Jessica Chen Weiss is Associate Professor of Government at Cornell University.  She is the author of Powerful Patriots: Nationalist Protest in China’s Foreign Relations (Oxford University Press, 2014).  Her work has appeared in International Organization, China Quarterly, International Studies Quarterly, Journal of Contemporary China, Journal of Conflict Resolution, Security Studies, and Review of International Political Economy.  Born and raised in Seattle, Washington, she received her Ph.D. from the University of California, San Diego.  Before joining Cornell, she was an assistant professor at Yale University, and founded FACES, the Forum for American/Chinese Exchange at Stanford University.  Weiss is an editor at the Washington Post Monkey Cage and a term member of the Council on Foreign Relations.
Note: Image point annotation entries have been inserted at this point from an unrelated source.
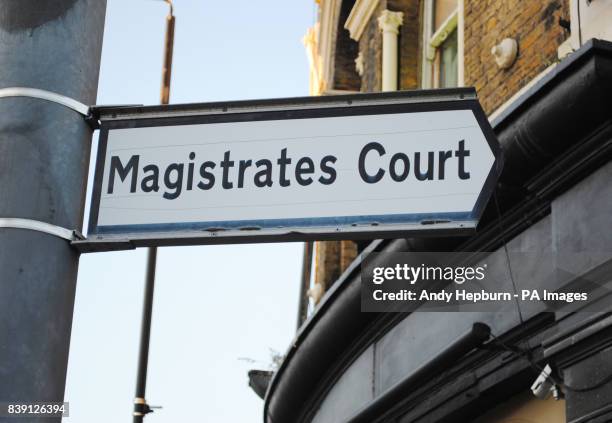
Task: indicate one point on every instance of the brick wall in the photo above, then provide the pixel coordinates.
(533, 24)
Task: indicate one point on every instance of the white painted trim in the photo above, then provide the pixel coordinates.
(461, 44)
(359, 17)
(426, 80)
(389, 23)
(330, 10)
(520, 92)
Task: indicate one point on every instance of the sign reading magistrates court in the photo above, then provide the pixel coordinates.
(369, 165)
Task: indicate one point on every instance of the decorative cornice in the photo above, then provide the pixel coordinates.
(389, 21)
(359, 17)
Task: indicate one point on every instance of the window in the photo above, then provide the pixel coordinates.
(440, 44)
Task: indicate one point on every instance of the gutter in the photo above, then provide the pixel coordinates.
(567, 113)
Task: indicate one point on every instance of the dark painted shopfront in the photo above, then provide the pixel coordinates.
(554, 197)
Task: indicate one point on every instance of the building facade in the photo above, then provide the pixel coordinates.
(542, 71)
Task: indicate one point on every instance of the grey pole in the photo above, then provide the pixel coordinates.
(44, 158)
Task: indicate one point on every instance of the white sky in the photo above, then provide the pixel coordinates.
(215, 304)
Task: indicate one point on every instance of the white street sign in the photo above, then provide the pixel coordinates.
(341, 167)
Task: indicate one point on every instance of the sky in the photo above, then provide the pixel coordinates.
(216, 308)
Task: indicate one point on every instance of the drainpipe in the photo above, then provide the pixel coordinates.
(389, 23)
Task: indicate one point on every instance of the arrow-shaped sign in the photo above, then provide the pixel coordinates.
(369, 165)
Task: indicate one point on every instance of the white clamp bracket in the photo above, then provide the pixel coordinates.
(38, 226)
(71, 103)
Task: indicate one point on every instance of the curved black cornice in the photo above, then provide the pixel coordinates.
(555, 133)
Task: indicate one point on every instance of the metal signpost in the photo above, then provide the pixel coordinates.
(356, 166)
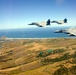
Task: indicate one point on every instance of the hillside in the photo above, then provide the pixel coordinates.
(38, 56)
Christopher Walker—Vice President at the National Endowment for Democracy

Christopher Walker is Vice President for Studies and Analysis at the National Endowment for Democracy (NED), a private, nonprofit foundation dedicated to the growth and strengthening of democratic institutions around the world. Previously, Walker was Vice President for Strategy and Analysis at Freedom House; senior associate at the EastWest Institute; and program manager at the European Journalism Network. Walker has also served as an Adjunct Assistant Professor of International Affairs at New York University's Center for Global Affairs. He holds a B.A. from Binghamton University and an M.A. from Columbia University's School of International and Public Affairs. Walker has testified before legislative committees, appears regularly in the media, and frequently conducts briefings on critical issues relating to democratic development. He has been at the forefront of the discussion on authoritarian influence on democratic systems, including through what he has termed “sharp power.” His articles have appeared in numerous publications, including the Financial Times, Wall Street Journal, New York Times, Washington Post, Foreign Affairs, Foreign Policy.com, Politico.com, Journal of Democracy, and World Affairs.   He is co-editor (with Larry Diamond and Marc Plattner) of the edited volume Authoritarianism Goes Global: The Challenge to Democracy (2016), and co-editor (with Jessica Ludwig) of the report Sharp Power: Rising Authoritarian Influence (2017).